ラーズグリーズは教師となった事で、二流の戦士と成り下がったのだ。
 決めた。グングニルを手にしたら、証として奴を亡き者にしてやろう。ヴァルキュリアは不死だが、グングニルならば殺す事が出来る。グングニルは神の理すら覆すのだ。

 さぁ、手に入れようぞ。

 ヘルは室井浩二の心臓に手をかけた。この世の全てが今、吾が手中に収まった!
 特異点の心臓を掲げ、ヘルは滴る血を舐め取った。下等な人間の血が、甘露のように甘く感じた。
 さぁ奉げよう、贄の臓を。己が望みを成すために、今こそ聖槍の封を解くのだ。
 ヘルの口元に大きな笑みが浮かぶ。
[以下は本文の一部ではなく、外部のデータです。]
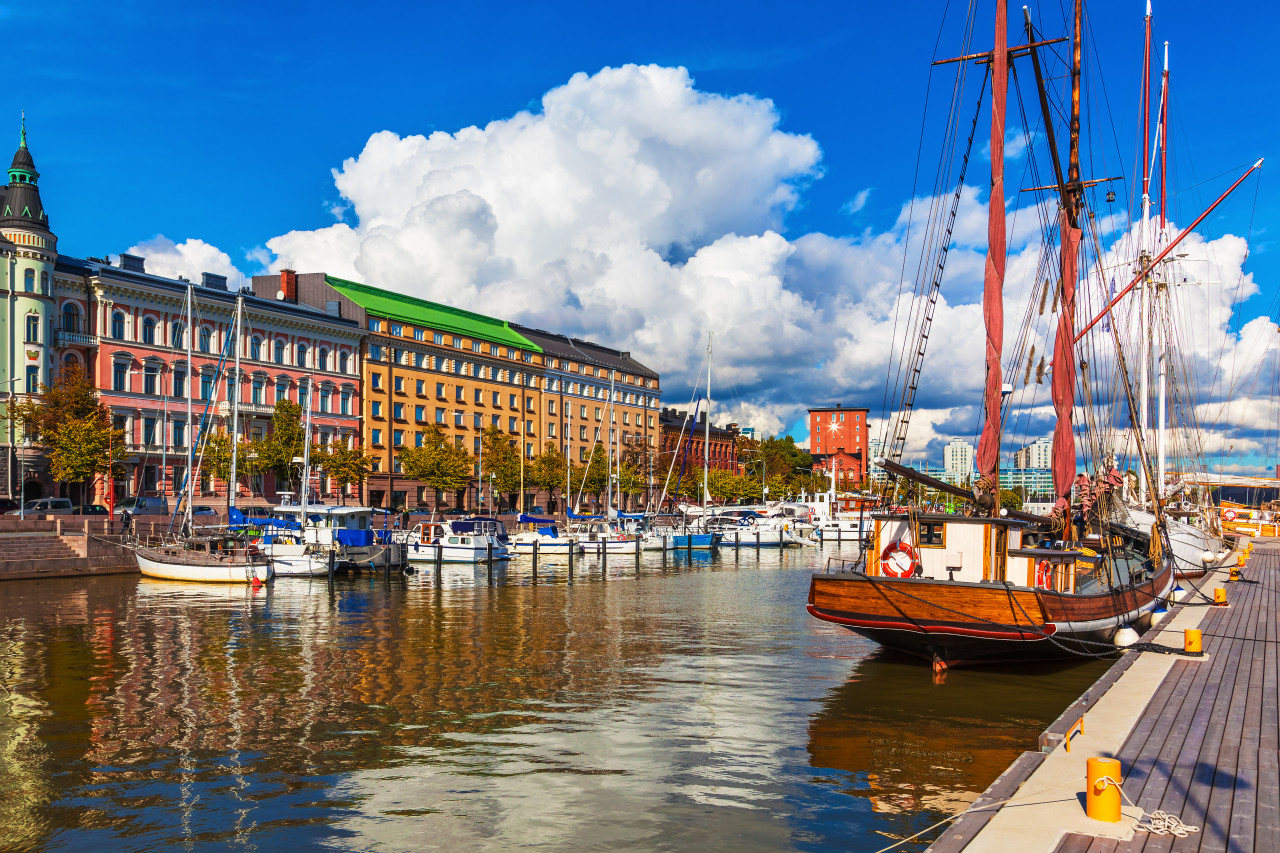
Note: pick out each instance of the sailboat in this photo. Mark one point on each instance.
(997, 585)
(213, 557)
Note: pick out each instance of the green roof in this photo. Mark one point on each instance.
(410, 309)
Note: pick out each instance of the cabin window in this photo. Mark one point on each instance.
(932, 534)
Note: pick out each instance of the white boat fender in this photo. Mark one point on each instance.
(1125, 637)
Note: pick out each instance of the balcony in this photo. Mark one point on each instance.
(73, 337)
(246, 409)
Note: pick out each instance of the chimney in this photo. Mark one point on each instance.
(289, 286)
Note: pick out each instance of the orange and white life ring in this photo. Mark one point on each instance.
(899, 560)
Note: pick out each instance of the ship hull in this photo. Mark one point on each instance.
(960, 624)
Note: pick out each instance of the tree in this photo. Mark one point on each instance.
(346, 465)
(439, 463)
(499, 459)
(74, 425)
(286, 443)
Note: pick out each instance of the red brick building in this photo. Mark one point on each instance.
(837, 439)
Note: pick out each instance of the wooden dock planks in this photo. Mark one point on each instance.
(1206, 748)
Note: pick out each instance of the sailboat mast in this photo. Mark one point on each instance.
(234, 484)
(707, 433)
(190, 433)
(1144, 296)
(993, 274)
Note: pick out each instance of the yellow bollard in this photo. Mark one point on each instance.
(1102, 797)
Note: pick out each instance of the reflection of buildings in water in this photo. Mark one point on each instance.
(918, 746)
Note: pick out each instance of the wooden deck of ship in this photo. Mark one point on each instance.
(1201, 742)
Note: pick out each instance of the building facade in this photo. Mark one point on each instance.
(836, 432)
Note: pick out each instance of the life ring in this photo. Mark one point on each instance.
(1043, 575)
(892, 562)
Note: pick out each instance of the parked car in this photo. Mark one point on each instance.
(45, 506)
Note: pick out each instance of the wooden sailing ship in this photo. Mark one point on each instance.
(995, 585)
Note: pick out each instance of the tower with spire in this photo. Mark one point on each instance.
(30, 251)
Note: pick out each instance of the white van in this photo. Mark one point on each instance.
(142, 506)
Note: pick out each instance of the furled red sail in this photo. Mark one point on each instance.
(993, 277)
(1064, 370)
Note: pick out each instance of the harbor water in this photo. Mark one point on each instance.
(690, 705)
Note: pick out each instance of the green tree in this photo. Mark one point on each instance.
(284, 445)
(346, 465)
(439, 463)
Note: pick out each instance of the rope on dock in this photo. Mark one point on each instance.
(1157, 822)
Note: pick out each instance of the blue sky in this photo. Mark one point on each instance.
(224, 122)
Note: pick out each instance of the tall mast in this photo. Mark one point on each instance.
(1144, 296)
(707, 433)
(993, 276)
(1162, 352)
(234, 484)
(190, 436)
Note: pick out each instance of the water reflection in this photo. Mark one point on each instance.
(690, 703)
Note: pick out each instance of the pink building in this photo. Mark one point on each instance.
(129, 329)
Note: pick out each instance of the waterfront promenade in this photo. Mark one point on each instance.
(1196, 739)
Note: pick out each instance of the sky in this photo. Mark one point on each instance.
(641, 177)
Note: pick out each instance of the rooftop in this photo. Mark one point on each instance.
(410, 309)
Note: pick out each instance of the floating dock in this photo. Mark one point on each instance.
(1196, 738)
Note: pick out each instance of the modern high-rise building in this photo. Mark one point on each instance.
(958, 461)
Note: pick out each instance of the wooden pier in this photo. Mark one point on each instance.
(1197, 739)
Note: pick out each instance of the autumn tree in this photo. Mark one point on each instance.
(344, 465)
(439, 463)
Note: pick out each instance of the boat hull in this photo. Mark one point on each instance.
(155, 562)
(960, 624)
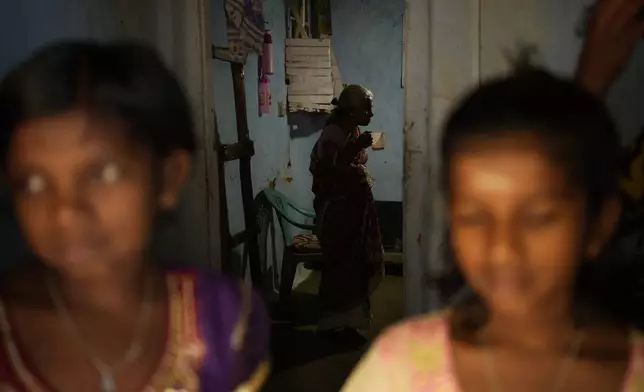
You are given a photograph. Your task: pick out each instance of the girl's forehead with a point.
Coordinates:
(67, 132)
(509, 169)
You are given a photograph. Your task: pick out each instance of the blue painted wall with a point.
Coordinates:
(367, 40)
(368, 45)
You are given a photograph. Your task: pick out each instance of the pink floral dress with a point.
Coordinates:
(414, 356)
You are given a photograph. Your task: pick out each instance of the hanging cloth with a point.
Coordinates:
(245, 29)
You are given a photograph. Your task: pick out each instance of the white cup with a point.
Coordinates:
(378, 141)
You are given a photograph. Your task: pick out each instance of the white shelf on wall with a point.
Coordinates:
(309, 73)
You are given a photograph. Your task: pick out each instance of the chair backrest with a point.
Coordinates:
(288, 214)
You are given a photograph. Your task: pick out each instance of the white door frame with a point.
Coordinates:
(441, 62)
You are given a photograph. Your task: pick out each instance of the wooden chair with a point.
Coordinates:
(300, 248)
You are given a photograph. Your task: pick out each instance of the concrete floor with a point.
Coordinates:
(305, 362)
ところが、その口元が突如崩れた。

「あ?」

 ヘルは目を疑った。何度も瞬きして、目を皿のようにして、心臓を見ていた。
 いきなり、心臓が消え始めたのだ。輪郭が薄ぼけていき、ヘルの手中から蒸発していく。腕に滴っていた血すらなくなり、ヘルの前から、鍵が無くなろうとしていた。

「な、なんだ……なんだこれは……!」

 動揺し、ヘルはうろたえた。自分の知らない所で、何が起こっているというのだ!
 狼狽するヘルの前を、影が通り過ぎた。ほんのわずかな隙を突き、影は、グングニルへと到達する。
 ヘルは目を見開いた。信じがたい光景が、まさにヘルの眼前に広がっていたのだ。

 なぜだ……なぜだ! なぜ貴様が……貴様が生きている!

「お前の……」

 驚愕したヘルを無視し、特異点が、槍を振りかぶった。
 死んだはずの室井浩二が、グングニルを引き抜き、ヘルに飛び掛ってきた!

「負けだぁっ!」

 室井浩二の、至近距離での槍投げが、ヘルに迫る。動揺から立ち直れず、人間ごときの動きにヘルは対応できなかった。
 なぜ? どうして? 数多の言葉が脳裏を駆ける。しかしそれよりも、人間に出し抜かれた事実が、ヘルのプライドを逆撫でた。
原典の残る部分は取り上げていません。